Cette polémique remet sur le devant de la scène la division structurelle entre deux approches : la première, menée par J. Aoun, pousse vers la négociation comme option diplomatique même sans garanties ou cartes de pression suffisantes ; la seconde, représentée par N. Berri, le Hezbollah et leurs alliés, traite avec prudence tout processus de négociation qui pourrait imposer des concessions au Liban sans arracher un cessez-le-feu préalable comme condition sine qua non. Avec l’étalage public de ce différend, la tension est montée d’un cran, les institutions du pouvoir semblant parler deux langues contradictoires à un moment extrêmement sensible.

Alors que l’envoyé saoudien, Yazid ben Farhane, était censé avoir « freiné » l’élan de J. Aoun sur le dossier des négociations et ouvert la voie à une reprise du dialogue présidentiel incluant le Premier ministre Nawaf Salam, les événements des deux derniers jours ont reflété un climat inverse. Cela a poussé une haute source à se demander si Y. Ben Farhane était sincère en affirmant que la partie américaine avait une autre opinion.

Face à cet affrontement, la capacité de négociation du Liban s’érode. Un État qui entame un tel processus en étant divisé sur son interprétation et ses objectifs se retrouve pratiquement sans cartes de pression. Alors que Tel-Aviv, a contrario, en tire profit, imposant de nouveaux faits accomplis sur le terrain, s’appuyant sur la position de l’autorité libanaise qui lui a offert une couverture lors des réunions de Washington pour élargir sa marge de manœuvre.
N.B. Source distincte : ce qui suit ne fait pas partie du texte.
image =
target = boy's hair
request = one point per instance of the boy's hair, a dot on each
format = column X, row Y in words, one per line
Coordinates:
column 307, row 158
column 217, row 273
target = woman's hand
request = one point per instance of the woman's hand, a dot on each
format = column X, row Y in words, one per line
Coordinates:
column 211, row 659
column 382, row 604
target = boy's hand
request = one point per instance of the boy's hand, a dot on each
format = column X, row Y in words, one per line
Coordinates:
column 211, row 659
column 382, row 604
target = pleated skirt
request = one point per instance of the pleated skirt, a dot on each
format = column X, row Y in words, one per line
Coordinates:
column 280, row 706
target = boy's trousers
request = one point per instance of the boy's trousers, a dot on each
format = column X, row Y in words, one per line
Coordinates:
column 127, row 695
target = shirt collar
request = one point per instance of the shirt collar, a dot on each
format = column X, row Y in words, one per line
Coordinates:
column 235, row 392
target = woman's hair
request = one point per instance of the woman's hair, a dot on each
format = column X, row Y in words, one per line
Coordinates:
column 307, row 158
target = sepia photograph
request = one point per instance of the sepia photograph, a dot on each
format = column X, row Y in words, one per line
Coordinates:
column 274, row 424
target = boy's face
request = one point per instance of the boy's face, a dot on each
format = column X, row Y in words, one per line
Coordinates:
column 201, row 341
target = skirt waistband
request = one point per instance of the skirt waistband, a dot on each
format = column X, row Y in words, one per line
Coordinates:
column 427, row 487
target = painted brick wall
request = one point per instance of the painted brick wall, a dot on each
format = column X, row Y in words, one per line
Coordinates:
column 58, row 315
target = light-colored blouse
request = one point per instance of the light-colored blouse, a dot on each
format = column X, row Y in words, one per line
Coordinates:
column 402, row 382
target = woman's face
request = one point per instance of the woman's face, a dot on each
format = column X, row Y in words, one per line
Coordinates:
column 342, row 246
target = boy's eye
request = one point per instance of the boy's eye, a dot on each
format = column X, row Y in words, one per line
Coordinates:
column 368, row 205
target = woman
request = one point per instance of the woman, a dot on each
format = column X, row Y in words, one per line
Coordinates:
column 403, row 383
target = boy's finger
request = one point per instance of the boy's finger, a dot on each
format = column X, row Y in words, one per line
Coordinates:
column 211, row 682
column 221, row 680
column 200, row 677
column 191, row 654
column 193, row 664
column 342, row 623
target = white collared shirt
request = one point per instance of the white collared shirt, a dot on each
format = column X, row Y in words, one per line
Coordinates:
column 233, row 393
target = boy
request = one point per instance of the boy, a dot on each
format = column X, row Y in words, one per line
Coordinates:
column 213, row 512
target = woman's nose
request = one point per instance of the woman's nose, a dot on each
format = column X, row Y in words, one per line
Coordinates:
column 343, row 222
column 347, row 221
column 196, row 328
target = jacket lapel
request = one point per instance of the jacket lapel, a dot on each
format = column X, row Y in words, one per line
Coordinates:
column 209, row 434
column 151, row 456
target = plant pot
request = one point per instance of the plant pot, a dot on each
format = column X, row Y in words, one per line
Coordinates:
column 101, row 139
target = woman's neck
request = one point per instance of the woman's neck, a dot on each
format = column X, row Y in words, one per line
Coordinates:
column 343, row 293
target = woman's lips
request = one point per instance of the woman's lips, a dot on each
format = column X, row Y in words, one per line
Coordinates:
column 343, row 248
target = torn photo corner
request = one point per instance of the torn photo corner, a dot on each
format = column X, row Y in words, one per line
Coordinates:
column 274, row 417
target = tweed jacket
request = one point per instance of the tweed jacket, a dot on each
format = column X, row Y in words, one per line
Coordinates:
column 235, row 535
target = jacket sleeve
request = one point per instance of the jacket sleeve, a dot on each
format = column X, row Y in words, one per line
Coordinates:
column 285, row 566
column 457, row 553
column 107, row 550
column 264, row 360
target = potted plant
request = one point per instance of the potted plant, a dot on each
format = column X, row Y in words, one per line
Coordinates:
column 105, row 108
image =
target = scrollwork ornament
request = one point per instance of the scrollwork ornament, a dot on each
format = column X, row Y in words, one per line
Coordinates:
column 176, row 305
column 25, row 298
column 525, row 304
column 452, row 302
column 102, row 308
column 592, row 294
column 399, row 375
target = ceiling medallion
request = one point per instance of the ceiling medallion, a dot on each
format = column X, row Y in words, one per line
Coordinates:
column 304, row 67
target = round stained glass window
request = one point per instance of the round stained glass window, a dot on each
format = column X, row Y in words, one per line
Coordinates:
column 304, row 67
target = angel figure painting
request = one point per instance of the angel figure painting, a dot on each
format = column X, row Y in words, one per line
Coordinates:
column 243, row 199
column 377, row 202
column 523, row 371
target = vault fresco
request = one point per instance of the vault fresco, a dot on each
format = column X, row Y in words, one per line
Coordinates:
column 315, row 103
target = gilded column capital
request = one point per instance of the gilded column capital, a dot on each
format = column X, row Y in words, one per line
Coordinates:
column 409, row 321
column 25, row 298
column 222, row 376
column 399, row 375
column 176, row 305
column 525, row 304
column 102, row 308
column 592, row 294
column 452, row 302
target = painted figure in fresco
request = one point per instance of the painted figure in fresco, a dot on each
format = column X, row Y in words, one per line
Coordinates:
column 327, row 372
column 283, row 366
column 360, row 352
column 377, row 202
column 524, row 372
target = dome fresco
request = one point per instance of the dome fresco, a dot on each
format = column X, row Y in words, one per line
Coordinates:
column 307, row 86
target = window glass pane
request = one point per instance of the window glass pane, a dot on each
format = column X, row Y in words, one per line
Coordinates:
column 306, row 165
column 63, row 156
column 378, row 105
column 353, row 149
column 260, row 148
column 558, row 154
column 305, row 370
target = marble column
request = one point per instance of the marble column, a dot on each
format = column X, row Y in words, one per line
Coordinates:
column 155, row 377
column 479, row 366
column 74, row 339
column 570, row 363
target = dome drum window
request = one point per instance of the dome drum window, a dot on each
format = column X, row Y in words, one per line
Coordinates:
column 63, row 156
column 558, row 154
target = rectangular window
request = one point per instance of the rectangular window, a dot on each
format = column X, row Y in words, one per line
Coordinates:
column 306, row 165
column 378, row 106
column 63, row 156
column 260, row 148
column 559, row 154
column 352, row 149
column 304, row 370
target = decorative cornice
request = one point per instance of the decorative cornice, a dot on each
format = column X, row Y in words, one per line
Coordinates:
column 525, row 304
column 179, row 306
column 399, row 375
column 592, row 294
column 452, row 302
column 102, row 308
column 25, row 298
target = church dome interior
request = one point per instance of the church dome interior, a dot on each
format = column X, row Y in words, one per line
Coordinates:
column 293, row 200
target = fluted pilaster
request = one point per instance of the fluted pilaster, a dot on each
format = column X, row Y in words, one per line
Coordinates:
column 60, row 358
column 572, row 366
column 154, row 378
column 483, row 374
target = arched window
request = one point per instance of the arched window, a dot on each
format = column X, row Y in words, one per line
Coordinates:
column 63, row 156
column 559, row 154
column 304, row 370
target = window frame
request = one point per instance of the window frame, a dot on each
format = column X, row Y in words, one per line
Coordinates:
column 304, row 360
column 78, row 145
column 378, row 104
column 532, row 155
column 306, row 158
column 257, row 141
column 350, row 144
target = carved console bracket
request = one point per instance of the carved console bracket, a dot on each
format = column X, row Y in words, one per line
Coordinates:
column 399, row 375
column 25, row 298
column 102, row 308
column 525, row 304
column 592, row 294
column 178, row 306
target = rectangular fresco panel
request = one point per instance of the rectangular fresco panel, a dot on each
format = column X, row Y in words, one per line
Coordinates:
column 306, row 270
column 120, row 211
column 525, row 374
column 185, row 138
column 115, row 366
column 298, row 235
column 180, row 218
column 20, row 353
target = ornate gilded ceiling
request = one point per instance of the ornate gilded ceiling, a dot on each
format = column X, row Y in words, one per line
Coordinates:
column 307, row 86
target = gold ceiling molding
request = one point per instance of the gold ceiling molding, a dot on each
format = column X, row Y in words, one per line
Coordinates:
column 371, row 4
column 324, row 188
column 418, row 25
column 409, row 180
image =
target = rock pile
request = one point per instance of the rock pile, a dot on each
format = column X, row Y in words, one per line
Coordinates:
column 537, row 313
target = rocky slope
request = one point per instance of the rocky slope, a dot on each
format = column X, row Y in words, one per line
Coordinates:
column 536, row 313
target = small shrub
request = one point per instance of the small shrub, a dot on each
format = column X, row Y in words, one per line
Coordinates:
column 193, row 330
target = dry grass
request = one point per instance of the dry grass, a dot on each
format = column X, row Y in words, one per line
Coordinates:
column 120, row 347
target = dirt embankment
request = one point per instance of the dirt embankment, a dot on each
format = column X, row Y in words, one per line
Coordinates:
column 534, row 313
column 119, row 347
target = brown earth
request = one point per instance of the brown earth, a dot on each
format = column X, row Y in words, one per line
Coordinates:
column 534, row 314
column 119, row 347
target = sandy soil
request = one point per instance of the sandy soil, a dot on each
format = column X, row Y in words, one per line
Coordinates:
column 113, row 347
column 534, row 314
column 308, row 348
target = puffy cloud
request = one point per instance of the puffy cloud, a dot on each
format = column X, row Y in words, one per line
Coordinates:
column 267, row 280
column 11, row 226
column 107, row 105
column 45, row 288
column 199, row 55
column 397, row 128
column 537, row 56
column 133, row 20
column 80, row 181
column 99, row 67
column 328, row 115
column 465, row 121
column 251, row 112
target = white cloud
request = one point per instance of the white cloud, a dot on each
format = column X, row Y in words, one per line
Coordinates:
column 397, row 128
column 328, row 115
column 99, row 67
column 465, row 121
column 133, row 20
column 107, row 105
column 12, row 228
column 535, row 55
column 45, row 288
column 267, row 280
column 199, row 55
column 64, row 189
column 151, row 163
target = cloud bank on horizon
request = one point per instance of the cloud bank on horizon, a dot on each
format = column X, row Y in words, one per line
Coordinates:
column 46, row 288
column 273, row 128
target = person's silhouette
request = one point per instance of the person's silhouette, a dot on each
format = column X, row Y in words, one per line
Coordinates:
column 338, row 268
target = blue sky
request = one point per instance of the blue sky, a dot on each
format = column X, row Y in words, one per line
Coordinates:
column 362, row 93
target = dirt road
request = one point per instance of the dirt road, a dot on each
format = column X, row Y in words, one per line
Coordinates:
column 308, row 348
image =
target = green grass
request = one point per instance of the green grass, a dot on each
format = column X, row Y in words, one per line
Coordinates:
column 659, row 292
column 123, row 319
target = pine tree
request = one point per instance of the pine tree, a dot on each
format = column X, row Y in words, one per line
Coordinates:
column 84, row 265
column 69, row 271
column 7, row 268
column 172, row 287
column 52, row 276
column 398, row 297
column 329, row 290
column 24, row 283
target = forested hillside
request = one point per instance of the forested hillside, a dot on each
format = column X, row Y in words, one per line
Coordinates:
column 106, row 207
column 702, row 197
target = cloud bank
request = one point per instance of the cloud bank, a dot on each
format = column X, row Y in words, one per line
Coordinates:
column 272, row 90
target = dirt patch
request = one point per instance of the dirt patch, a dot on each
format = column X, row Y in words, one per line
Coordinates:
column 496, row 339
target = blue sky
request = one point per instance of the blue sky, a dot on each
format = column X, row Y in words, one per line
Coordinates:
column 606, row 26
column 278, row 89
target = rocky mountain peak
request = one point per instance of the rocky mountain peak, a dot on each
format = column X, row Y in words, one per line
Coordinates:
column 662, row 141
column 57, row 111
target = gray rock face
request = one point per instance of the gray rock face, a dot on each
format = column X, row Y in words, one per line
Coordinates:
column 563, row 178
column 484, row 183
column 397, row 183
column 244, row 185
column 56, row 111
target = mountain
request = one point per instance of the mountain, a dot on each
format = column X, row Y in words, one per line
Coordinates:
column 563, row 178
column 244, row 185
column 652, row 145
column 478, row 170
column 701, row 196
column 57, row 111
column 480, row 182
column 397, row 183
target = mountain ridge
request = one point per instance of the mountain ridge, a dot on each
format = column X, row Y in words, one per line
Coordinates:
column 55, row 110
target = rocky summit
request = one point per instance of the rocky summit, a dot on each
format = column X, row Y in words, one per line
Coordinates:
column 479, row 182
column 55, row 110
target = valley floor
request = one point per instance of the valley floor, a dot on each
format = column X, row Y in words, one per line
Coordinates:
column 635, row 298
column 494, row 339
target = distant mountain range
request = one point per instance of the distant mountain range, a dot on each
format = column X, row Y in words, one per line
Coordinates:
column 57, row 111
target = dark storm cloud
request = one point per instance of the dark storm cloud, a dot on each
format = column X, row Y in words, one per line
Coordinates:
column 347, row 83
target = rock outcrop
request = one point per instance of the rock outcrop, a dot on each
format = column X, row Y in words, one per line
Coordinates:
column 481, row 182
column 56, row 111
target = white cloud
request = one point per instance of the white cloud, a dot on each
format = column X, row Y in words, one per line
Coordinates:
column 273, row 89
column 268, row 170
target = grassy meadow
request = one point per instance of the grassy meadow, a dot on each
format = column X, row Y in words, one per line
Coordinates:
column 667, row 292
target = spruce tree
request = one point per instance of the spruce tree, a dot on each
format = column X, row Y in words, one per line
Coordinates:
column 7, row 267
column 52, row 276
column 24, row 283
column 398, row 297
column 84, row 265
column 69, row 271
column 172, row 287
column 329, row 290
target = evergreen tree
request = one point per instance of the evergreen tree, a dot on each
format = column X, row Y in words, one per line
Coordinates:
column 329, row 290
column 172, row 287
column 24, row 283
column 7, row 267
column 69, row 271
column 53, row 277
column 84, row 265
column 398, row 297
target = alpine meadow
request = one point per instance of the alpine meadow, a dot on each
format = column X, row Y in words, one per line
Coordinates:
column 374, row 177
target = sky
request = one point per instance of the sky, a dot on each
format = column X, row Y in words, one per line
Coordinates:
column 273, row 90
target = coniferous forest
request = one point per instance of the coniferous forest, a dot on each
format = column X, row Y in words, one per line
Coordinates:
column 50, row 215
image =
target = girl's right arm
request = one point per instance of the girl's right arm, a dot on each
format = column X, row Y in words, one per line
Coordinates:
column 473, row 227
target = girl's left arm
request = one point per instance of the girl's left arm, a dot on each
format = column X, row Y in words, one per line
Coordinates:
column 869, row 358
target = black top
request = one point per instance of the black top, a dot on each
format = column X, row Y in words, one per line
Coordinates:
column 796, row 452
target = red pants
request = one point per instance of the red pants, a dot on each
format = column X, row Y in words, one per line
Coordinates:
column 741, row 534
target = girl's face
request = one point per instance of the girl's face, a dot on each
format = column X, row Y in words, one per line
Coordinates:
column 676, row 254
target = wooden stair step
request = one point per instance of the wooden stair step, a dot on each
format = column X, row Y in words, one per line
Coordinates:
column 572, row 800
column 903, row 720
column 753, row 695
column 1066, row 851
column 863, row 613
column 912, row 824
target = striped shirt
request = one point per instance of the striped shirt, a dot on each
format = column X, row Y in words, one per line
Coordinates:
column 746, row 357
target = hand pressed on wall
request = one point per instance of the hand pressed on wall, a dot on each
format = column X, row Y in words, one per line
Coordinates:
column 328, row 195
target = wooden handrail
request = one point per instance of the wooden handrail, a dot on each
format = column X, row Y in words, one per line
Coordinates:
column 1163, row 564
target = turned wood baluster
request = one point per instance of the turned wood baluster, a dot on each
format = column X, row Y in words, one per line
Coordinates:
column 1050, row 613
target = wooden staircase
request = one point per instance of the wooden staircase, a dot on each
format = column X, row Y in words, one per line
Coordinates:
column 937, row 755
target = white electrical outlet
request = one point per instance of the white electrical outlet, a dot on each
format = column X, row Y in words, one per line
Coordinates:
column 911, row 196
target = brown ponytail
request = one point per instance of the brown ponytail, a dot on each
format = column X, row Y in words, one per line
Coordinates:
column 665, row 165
Dans ce contexte, les menaces d’Israël Katz, ministre israélien de la Sécurité, de traiter le Sud comme Gaza, ne semblent pas être une simple escalade verbale, mais la traduction d’une doctrine basée sur la destruction systématique et l’élargissement de la zone tampon par la force, transformant tout retrait potentiel en un retrait d’une terre dévastée. Parallèlement, Tel-Aviv continue de manœuvrer sous le plafond américain, profitant des « restrictions » qui lui sont imposées pour intensifier ses frappes sous couvert de défense préventive.

Sur le plan régional, il devient clair que le dossier libanais fait désormais partie d’un réseau de négociation plus large incluant l’Iran et Gaza. C’est ce qu’a indiqué le site israélien Walla, citant Avi Dichter, ministre de l’Agriculture et membre du cabinet de sécurité, qui a déclaré que « la liberté d’action d’Israël au Liban est limitée par des considérations américaines », un aveu qui contredit les allégations du Premier ministre Benjamin Netanyahu sur une liberté d’action totale. Et d’expliquer que « le niveau américain a lié la question libanaise à la question iranienne », soulignant qu’« Israël ne peut pas agir de manière indépendante au Liban en dehors de ce lien ». Il a ajouté : « Nous sommes restreints au Liban à cause de notre partenaire américain. Nous ne pouvons pas être en désaccord avec un pays de la taille des États-Unis et lui dire : pour l’Iran c’est d’accord, mais pour le Liban nous agirons de manière indépendante ».